In a month or so’s time, the FM – with the worst of Covid behind us - could be announcing a Referendum Bill, challenging the PM to defy the democratic will of the Scottish people.

But the backdrop is still likely to be the Ukraine crisis with the theme of unity and solidarity being demanded by citizens of all western nations to defy the tyrant in the Kremlin.

So, for many of the vital non-partisan Scottish voters, the incongruity of seeing the SNP leader begin yet another constitutional struggle with the Unionists, with all the cross-party nastiness that would unleash, might be regarded as the wrong call at a time of such international peril.

Sturgeon would probably argue all she and her supporters want is to gain the status of a free, independent nation that Russia is seeking to take away from Ukraine.

But it was only last week Boris made his view known when asked about Scottish independence: “It’s just not going to happen,” he declared.

With everything else that is happening, the PM and his colleagues will point to other, more pressing matters and many will undoubtedly think they will be right.

In another domestic consequence of the Ukraine crisis, this week we saw Alba Party leader Alex Salmond, subjected to renewed attacks over his appearances on the Kremlin-backed RT channel, pull the plug on his show “until peace is re-established" in Ukraine.

The outbreak of cross-party solidarity has also had an impact on Labour.

Keir Starmer cracked down on left-wing dissent after 11 Labour MPs signed a Stop the War statement, critical of Nato and the UK Government’s “sabre-rattling” over Ukraine. Threatened with having the party whip withdrawn, the backbenchers removed their names from the statement.

The Labour leader also acted against Young Labour activists, who attacked his backing for Nato. Their annual conference has been scrapped, their funds cut and their Twitter account restricted.

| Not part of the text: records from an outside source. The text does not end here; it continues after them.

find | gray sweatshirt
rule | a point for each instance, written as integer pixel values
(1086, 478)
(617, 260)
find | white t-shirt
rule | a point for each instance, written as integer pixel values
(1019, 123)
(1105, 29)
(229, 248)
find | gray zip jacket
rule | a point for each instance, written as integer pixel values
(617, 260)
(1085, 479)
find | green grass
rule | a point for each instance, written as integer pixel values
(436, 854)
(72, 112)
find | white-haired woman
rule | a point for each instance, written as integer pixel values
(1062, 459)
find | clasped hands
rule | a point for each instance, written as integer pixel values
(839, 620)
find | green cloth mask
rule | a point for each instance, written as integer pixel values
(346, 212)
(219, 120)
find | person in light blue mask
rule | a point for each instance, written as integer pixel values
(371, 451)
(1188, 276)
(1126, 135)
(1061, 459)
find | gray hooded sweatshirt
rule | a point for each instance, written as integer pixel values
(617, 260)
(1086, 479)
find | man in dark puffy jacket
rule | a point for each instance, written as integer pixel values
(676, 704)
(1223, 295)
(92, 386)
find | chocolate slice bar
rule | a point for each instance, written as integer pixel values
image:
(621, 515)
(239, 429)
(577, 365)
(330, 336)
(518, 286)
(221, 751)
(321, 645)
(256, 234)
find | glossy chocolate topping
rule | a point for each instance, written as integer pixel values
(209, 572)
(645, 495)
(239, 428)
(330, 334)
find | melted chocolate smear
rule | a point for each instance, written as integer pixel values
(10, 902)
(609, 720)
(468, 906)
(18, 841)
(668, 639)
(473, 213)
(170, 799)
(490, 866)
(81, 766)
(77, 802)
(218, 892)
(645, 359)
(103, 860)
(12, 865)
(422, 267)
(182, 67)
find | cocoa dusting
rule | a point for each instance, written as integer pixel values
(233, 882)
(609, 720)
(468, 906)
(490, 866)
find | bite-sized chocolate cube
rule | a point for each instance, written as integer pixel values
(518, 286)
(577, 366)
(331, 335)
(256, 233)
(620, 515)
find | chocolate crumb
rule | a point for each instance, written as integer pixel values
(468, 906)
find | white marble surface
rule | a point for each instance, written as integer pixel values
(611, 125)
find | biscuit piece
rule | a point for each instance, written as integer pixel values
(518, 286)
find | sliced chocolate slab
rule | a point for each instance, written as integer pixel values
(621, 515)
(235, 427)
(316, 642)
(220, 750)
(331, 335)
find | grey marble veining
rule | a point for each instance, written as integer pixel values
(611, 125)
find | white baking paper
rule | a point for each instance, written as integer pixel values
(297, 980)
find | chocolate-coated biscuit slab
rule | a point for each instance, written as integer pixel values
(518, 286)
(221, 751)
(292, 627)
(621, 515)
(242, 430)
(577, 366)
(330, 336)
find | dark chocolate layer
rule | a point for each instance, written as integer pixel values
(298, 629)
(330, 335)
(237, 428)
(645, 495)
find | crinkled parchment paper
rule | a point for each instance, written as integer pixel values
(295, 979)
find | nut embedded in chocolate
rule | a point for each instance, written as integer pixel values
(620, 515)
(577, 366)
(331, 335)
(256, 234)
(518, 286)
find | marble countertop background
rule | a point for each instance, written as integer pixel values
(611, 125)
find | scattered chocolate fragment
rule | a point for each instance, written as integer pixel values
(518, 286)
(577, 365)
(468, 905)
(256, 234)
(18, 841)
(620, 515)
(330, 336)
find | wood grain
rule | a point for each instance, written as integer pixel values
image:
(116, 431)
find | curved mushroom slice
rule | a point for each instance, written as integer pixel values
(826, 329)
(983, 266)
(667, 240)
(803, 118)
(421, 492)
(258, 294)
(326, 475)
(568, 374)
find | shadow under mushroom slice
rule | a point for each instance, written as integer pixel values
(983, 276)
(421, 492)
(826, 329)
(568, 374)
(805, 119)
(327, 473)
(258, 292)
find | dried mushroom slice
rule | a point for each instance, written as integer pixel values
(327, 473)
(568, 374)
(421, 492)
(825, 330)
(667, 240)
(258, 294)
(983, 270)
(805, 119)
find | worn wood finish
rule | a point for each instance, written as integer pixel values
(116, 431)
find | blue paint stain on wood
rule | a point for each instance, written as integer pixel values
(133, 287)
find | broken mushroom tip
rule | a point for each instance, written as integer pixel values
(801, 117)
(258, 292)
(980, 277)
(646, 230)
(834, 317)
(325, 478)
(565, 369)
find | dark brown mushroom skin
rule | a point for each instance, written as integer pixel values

A Labour spokesman made clear: “With Keir Starmer’s leadership there will never be any confusion about whose side Labour is on - Britain, Nato, freedom and democracy - and every Labour MP now understands that.”

At some point, the normal service of disharmony across UK politics will resume.

Yet, as the tragedy unfolds in Ukraine, Western allies’ solidarity with its people speaks to a deeper truth that, at a fundamental level, democratic politicians - generally - share more that unites them than divides them.